Saturday, February 13, 2016

"Mr. Robot" Has a Few Bugs

I think the biggest trouble I had with USA's cyberpunk thriller series "Mr. Robot" is that I saw Channel 4's "Utopia" and FX's "Fargo" first.  So all the things that "Mr. Robot" does well - the shock value, the violence, the over-the-top characters, and the interesting cinematography - I've already seen done better. 

Still, credit where credit is due.  The pilot is an extremely strong piece of television, where we're introduced to Elliot Alderson (Rami Malek), a depressed, paranoid, drug-using computer programmer, who works for a cybersecurity firm and hacks people's personal information after hours with frightening ease.  Socially anxious and increasingly alienated, he has few connections, aside from his childhood friend Angela (Portia Doubleday), who got him his current job, his psychiatrist Dr. Gordon (Gloria Reuben), and his neighbor and dug dealer, Shayla (Frankie Shaw).  One day, after shutting down a DDoS attack, he's approached by Mr. Robot (Christian Slater), the leader of a hacker group called fsociety.  He's also targeted for recruitment by Tyrell Wellick (Martin Wallström), an ambitious young executive at E Corp (which Elliot calls Evil Corp.), his firm's biggest client.
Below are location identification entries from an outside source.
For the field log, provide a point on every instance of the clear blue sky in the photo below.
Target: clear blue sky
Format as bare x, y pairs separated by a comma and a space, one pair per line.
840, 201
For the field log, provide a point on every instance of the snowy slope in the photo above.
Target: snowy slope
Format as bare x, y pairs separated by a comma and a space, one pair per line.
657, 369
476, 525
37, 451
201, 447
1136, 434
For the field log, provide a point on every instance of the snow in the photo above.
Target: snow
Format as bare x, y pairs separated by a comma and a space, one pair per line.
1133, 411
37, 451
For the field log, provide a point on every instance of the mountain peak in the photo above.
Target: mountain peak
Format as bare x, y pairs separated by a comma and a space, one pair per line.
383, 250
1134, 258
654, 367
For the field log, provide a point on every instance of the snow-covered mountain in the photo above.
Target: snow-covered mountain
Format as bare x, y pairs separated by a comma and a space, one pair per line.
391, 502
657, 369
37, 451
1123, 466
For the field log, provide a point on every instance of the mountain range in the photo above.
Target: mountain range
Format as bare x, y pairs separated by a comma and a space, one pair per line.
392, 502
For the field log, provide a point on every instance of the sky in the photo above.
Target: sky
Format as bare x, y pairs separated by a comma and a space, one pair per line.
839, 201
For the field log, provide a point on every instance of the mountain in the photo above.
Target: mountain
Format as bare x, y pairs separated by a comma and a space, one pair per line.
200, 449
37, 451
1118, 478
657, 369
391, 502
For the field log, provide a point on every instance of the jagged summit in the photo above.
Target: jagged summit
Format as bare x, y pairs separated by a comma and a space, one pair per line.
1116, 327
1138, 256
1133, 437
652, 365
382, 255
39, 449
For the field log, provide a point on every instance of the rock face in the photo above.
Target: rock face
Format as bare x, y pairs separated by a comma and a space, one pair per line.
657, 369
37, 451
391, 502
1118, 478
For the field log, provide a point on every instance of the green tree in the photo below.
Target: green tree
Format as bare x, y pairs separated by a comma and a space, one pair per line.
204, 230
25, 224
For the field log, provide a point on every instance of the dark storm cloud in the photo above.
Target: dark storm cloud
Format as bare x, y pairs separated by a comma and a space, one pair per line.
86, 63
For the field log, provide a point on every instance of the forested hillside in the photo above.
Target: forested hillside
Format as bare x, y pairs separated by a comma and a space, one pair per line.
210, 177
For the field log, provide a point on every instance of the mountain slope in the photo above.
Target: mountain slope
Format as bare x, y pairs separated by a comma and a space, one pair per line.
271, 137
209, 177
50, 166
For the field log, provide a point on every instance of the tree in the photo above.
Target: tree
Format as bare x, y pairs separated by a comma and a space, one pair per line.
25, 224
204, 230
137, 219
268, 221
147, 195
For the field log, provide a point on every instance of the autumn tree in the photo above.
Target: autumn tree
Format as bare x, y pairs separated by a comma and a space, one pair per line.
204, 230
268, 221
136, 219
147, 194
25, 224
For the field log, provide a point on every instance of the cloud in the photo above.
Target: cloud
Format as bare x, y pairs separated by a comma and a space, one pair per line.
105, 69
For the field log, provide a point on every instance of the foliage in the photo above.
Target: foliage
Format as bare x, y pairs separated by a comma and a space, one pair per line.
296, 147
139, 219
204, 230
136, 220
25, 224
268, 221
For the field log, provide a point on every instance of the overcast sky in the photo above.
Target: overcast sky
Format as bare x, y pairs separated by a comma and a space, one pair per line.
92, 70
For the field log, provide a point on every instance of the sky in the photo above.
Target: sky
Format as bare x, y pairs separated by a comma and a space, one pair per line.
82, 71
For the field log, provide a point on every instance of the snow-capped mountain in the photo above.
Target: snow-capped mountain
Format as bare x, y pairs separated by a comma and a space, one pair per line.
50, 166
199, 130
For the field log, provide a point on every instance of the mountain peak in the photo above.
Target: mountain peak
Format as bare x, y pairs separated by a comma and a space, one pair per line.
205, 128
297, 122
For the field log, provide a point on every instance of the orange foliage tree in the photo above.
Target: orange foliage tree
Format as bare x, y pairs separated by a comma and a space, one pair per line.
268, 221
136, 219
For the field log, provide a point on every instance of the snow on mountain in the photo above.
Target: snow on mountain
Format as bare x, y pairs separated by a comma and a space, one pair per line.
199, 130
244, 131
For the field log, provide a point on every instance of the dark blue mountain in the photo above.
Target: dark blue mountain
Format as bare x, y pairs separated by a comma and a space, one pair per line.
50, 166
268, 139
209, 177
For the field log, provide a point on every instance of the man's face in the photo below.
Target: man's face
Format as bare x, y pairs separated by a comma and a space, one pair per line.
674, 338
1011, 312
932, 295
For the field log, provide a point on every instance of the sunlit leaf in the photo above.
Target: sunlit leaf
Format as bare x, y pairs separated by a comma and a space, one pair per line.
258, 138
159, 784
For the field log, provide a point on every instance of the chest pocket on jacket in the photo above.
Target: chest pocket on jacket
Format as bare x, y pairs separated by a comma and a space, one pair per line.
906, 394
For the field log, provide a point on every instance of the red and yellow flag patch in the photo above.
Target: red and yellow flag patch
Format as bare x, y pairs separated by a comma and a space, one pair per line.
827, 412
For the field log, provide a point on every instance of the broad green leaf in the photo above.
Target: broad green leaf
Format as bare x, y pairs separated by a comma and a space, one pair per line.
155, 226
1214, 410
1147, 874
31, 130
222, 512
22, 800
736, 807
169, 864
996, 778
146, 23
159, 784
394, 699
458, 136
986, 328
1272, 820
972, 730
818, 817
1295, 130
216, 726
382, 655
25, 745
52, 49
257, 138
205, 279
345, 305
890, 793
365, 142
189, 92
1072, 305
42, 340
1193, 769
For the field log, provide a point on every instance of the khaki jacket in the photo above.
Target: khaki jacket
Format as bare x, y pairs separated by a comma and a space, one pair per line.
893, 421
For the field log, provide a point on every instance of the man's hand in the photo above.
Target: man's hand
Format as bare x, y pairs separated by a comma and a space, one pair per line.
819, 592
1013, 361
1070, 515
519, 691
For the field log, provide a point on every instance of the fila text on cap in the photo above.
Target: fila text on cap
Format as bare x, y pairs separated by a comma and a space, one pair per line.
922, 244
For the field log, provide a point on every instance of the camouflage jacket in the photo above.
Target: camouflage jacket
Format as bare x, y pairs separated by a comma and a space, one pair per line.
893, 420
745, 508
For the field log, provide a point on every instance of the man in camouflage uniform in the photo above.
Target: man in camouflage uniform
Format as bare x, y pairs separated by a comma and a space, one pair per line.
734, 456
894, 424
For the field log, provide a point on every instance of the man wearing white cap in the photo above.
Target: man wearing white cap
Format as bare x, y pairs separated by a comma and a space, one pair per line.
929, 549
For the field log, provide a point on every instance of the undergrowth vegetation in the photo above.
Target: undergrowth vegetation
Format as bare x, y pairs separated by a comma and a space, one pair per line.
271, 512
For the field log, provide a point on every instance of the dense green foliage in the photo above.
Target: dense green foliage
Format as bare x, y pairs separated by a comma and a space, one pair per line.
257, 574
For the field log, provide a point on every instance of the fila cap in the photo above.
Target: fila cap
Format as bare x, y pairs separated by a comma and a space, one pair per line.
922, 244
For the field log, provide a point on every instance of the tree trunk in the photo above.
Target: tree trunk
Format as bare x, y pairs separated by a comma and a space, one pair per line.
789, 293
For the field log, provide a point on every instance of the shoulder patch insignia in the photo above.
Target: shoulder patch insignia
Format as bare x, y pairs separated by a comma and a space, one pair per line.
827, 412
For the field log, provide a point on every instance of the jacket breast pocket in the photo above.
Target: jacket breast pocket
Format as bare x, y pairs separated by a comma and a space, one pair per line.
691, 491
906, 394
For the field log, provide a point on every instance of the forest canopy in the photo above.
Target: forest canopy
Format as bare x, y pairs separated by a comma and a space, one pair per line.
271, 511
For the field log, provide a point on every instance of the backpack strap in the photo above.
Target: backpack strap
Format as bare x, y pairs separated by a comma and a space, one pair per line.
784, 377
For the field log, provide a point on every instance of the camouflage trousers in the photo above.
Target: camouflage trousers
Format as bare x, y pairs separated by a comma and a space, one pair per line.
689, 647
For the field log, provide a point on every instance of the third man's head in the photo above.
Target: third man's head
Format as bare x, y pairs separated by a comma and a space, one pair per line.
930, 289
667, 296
There are elements here that stand out as innovative and original.  The hacking that features in the show is reportedly technically accurate, and the hacker subculture is much more true to life than Hollywood usually manages.  I love that the lead is played by Rami Malek, who delivers a hell of a performance, and immediately stands out from the crowd due to the fact that he's ethnically Egyptian.  I like that the villain is a psychopath who is terrible at being a psychopath.  I like the brooding electronica score and bleak visuals.  The oppressive framing is a lot of fun.  I like the use of the unreliable narrator, and how this allows the show to simply call the evil corporation at the heart of the show Evil Corp. with a straight face.  I like that "Mr. Robot" manages to pull off a few genuine surprises.

I just wish it were better as a whole, cohesive show.  Frankly, the writing is mediocre and the characterization of everyone aside from Elliot is haphazard at best.  A lot of the clever ideas are rendered less effective by blunt handling.  I had a hard time differentiating Shayla and fsociety hacker Darlene (Carly Chaikin) for multiple episodes.  I'd ding Christian Slater for his bland portrayal of Mr. Robot except that the creators give him nothing to work with beyond a mystery that was too satisfied with itself.  The cast is good and smaller players like Michel Gill and Bruce Altman should get a lot of credit for giving their characters some nuance.  But then you have Tyrell, who despite Martin Wallström's best efforts, is essentially a Swedish Patrick Bateman rip-off, and seems to belong in a more outlandish, hyperreal kind of program.

Pacing is also a major problem.  The middle episodes in particular drag badly, as Elliot keeps getting sidetracked from his end goals by one crisis or another.  There's little sense of stakes and only occasional spurts of momentum.  In order for some of the big surprises to really have impact, we have to be on a limited information diet.  However, this means that Elliot gets sidelined for huge chunks of the show, leaving us with Angela or Tyrell as they pursue other agendas.  Now both of these storylines yield some good things eventually, but they really muck around with the structure of the series, often losing the subjective reality elements that made the pilot so compelling.
 
What I think really bothered me about "Mr. Robot" is that it thinks that it's smarter and edgier than it actually is.  It's terribly self-satisfied about doing such a good job with the hacking terms, to the point where a minor character actually points this out.  Sex and violence are constantly used for shock value, often in fairly distasteful ways.  So many characters are shallow, vapid, and act in ways that only disillusioned young internet nerds think people act.  And then there are the title screens, which are employed an awful lot like the ones for the "Fargo" series, except that creator Sam Esmail's name is brightly emblazoned on each one, like it's part of the title.  In short, "Mr. Robot" is exactly the kind of show you'd expect from someone like Elliott Alderson, if he were a real person.  And I don't trust that the show's creators understand how to use that.

I'm not unhappy that I finished the first season, but I think the second will almost certainly be less effective, and I'm on the fence as to whether to continue.  Without the surprises of the last few episodes, and with the novelty of the premise having worn off, how far can the creators take this? Will they turn to more shocks and more boundary-pushing or figure out how to actually build its characters?  The jury's still out, but I'm not hopeful for "Mr. Robot's" future.